Artık ülkemde aynı siyasi kişileri görmekten sıkıldığımı söylemek istiyorum. Seçim öncesi verilen vaatlerin sadece sözde kalması yetmezmiş gibi, kişiliğine güvenerek seçtiğimiz bu zihniyetler artık ülkemizde görmek ve duymak istemediğimiz “rüşvet”, “yolsuzluk”, “ihaleye fesat karıştırma” ve “kurulan paravan şirketler üzerinden iş yapma” gibi suçlamalarla karşımıza geliyorlar. Siyasetin tıkandığı şu günlerde “temiz, vizyon ve misyon sahibi, uzlaştırıcı ve yoksulluğu istismar etmeyen” liderlere ihtiyacımız olduğuna artık yürekten inanıyorum.


Efendiler !


Bu halk yani sizi seçen, bulunduğunuz konumlara getiren ve egemenliğin asıl temsilcisi olan bizler sizden iş, aş istiyoruz, gelecek kaygısı olmayan güzel ve huzurlu bir Türkiye için çalışmanızı istiyoruz.
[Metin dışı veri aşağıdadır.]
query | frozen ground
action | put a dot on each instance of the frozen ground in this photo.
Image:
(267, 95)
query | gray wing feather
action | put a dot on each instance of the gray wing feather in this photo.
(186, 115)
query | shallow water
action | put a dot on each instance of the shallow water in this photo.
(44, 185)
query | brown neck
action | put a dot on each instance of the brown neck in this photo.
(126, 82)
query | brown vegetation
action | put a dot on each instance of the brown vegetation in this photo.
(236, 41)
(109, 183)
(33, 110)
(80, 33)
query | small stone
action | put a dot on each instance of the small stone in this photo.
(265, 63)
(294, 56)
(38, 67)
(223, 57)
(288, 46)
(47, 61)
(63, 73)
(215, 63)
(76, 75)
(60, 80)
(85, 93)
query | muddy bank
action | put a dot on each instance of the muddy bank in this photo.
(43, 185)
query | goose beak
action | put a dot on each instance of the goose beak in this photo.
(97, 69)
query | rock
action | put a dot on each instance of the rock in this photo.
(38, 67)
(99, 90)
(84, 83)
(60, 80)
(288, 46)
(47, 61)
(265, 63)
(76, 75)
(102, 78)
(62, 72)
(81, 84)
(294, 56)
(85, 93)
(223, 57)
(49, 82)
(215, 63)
Öyle 4 yıllık 5 yıllık seçim sürecinde ne kadar vurgun yaparsam o kadar iyi olur düşüncesiyle değil, bu süreç içinde yoksulluğu nasıl ve ne kadar azaltabilirim düşüncesini referans alarak hamleler yapmanızı istiyoruz.


Çocukların ve gençlerin güneşinin öldürülmediği, geleceklerinin karartılmadığı bir ülke istiyoruz. Ve bunlar bizim en doğal haklarımız.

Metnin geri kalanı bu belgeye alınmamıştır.